Dans ce contexte, paradoxalement, regarder
vers l’avenir pour prévoir, prédire, ne s’apparente pas à un exercice de
spéculation sur des variables infinies, mais nécessite d’appréhender la
profondeur de l’histoire pour libérer les
capacités d’action dans le présent. Or, si l'histoire est un guide, un
parallèle historique de l’impact d’Internet sur notre rapport à la lecture
esquissera, cependant, qu’une grande partie de notre ancienne façon de travailler
et de vivre reviendra :
Il y a plus que dix ans, de nombreux
observateurs pensaient que les livres physiques et les librairies qui les
vendaient étaient au bord de l'extinction. Et certaines de leurs prédictions se
sont concrétisées: les lectures électroniques ont pris une part importante du
marché de la lecture, les librairies ont subi un coup financier important, la « diplômation »
se dispense de la lecture, les établissements universitaires nouvellement créés
se passent de bibliothèques et ceux qui en ont une inventent le concept de la
bibliothèque sans livres ! Mais, paradoxalement à ce constat général, la popularité des livres électroniques a
plafonné, sans jamais dépasser les livres physiques dans les grands pays
lecteurs. Pourquoi alors la révolution numérique de la lecture était-elle si
limitée?
S’il est vrai que la commodité du
téléchargement de livres électroniques est évidente pour de nombreuses personnes,
cette commodité est contrebalancée par des facteurs plus subtils. L'expérience
de la lecture d'un livre physique est différente et, pour beaucoup, plus
agréable que la lecture électronique. Parcourir une bibliothèque ou une librairie
est également une expérience différente de l’achat en ligne ou la consultation
dans une base numérique.
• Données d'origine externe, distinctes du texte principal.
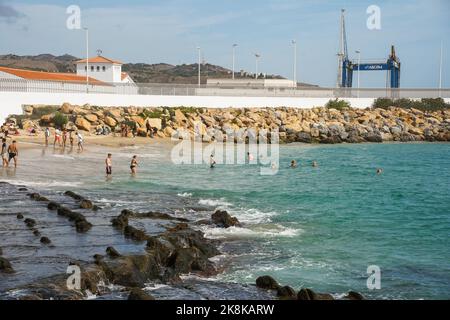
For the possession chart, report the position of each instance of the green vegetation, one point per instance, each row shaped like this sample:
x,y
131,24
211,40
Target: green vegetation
x,y
60,120
337,104
429,104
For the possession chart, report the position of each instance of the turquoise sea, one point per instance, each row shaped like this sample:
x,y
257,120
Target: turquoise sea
x,y
308,227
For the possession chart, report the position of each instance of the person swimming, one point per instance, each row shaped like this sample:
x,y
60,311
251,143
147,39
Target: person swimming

En ligne, à condition d’avoir accès à une bonne base
de données, on peut trouver n'importe quel livre ou référence. Mais ce qu’on
trouve dans une bibliothèque ou une librairie, ce sont, justement, ces livres
qu’on ne cherchait pas, les disciplines qu’on ne connaissait pas, mais qu’on
finissait par chérir.
La révolution du travail à distance se
déroulera probablement de la même manière, mais à une échelle beaucoup plus
vaste : comme pour la lecture numérique, les avantages du travail à
distance sont évidents. Les trajets sont
inexistants, et on n’a plus besoin de faire face à certains types de dépenses, à
la perte de temps et à l'inconfort des tenues de travail formelles, du moins de
la taille vers le bas.
Par conséquent, s’acclimatant progressivement
avec les avantages de ce travail à distance et les joies du shopping en ligne,
les gens ne seront pas pressés de reprendre les transports pour retourner au
travail cinq jours par semaine. McKinsey rapporte que, d’ici 2022, 15% des
cadres dirigeants ayant participé à un sondage international prévoient
d’autoriser un dixième de leurs salariés à télétravailler au moins deux jours
par semaine, et 7% d’entre eux sont prêts à aller jusqu’à trois jours par
semaine. Mais ces moyennes mondiales cachent de grandes et fortes variations.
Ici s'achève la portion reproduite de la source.